Vietnam holds the world's third-largest bauxite ore reserves of 5.4 billion tonnes in the Central Highlands and it should tap the resource, Le Duong Quang, deputy industry and trade minister, said in a government statement issued late on Tuesday.

Quang's comments followed a directive by the ruling Communist Party's Politburo on April 24 that said Vinacomin, Vietnam's top coal miner, should continue its Tan Rai complex in Lam Dong province and the Nhan Co project in Dak Nong province.

Vinacomin's Tan Rai bauxite complex includes a $460 million alumina plant being built by China Aluminium International Engineering Co, the engineering arm of Aluminum Corp of China Ltd (Chalco).

The Chinese company is building the operation under an Engineering, Procurement and Construction contract but will not take an equity stake in the project.

But Vinacomin will not sell any stakes in its bauxite projects to foreign investors, the Politburo said, a move that could cool the interest of Alcoa.

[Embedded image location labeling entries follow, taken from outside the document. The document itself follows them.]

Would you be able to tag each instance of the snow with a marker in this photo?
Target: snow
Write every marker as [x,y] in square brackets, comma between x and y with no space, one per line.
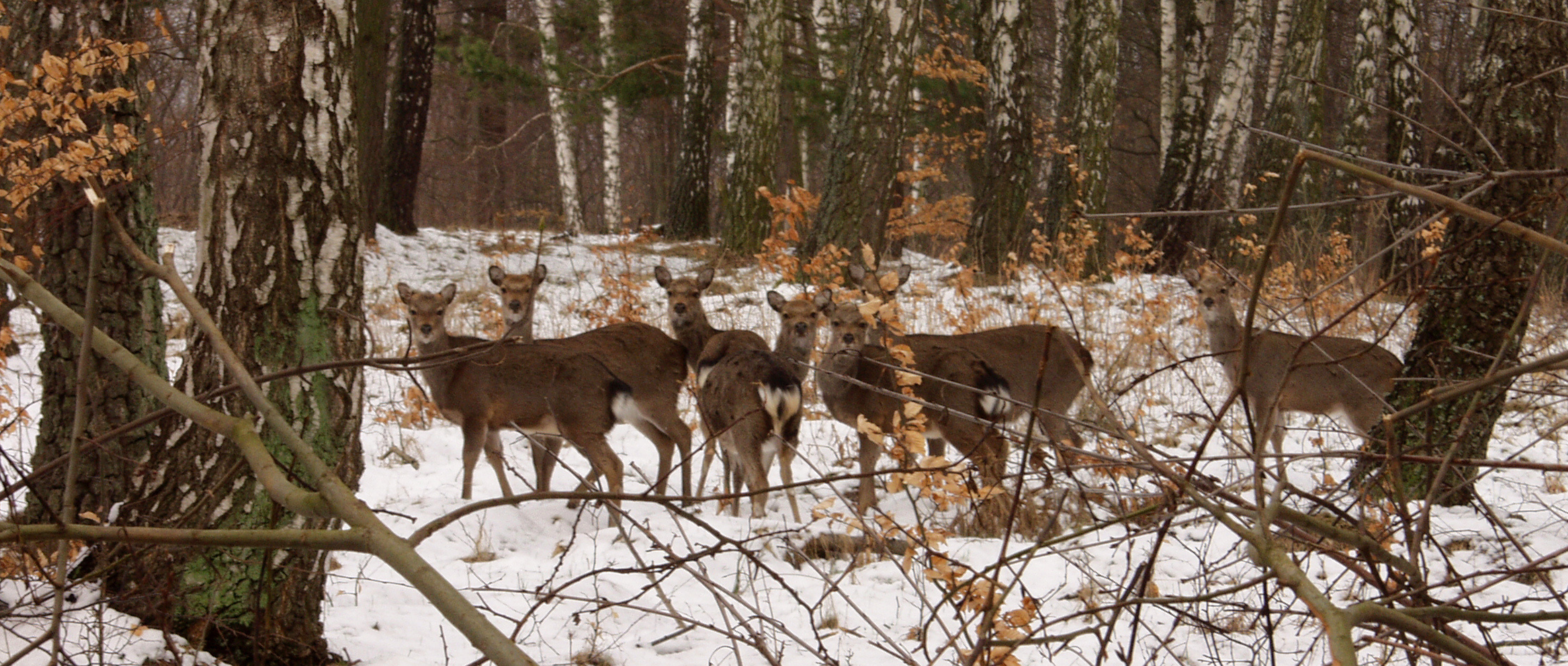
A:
[568,582]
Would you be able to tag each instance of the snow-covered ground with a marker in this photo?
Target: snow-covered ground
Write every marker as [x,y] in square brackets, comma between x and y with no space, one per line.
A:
[706,588]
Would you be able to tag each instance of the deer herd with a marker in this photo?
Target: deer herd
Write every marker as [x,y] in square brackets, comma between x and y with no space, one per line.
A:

The two projects each aim to turn out 600,000 tonnes of alumina per year.

Last June Alcoa, a US aluminium producer, signed an agreement with Vinacomin to jointly conduct a feasibility study on the Gia Nghia bauxite project in Dak Nong province.

At the same time, Alcoa said AWAC, its venture with Australia's Alumina Ltd, could acquire a 40 percent stake in Vinacomin's Nhan Co alumina refinery.

In a related story, Dow Jones reported that Alcoa has opted not to pursue a joint venture alumina refinery in Vietnam, but continues to work on a separate bauxite and alumina project in the country.

The agreement gave AWAC the right to purchase a 40 percent stake in a joint stock company that owns the Nhan Co bauxite mine and the 600,000-ton alumina refinery after conducting due diligence.

Some scientists raised concern over the social and environmental impact of mining activities in the Central Highlands at an April 9 seminar in Hanoi.

The region, considered strategically important in Indochina, produces 80 percent of Vietnam's coffee output and is also a key area for commodities such as pepper, rubber, cocoa and cotton. Coffee is not grown on soil containing bauxite ore.

Deputy Prime Minister Hoang Trung Hai called in the seminar for tight control over mining activities.

Vietnam has said it needed about $15.6 billion to invest in major bauxite and alumina refining projects by 2025 to make use of its vast, largely unmined bauxite ore reserves, most of them in the Central Highlands.

Russia's UC RUSAL, the world's largest aluminium producer, has a deal with a Vietnamese firm to build a $1.5 billion alumina refinery using bauxite from Binh Phuoc deposit in southern Vietnam outside the Central Highlands.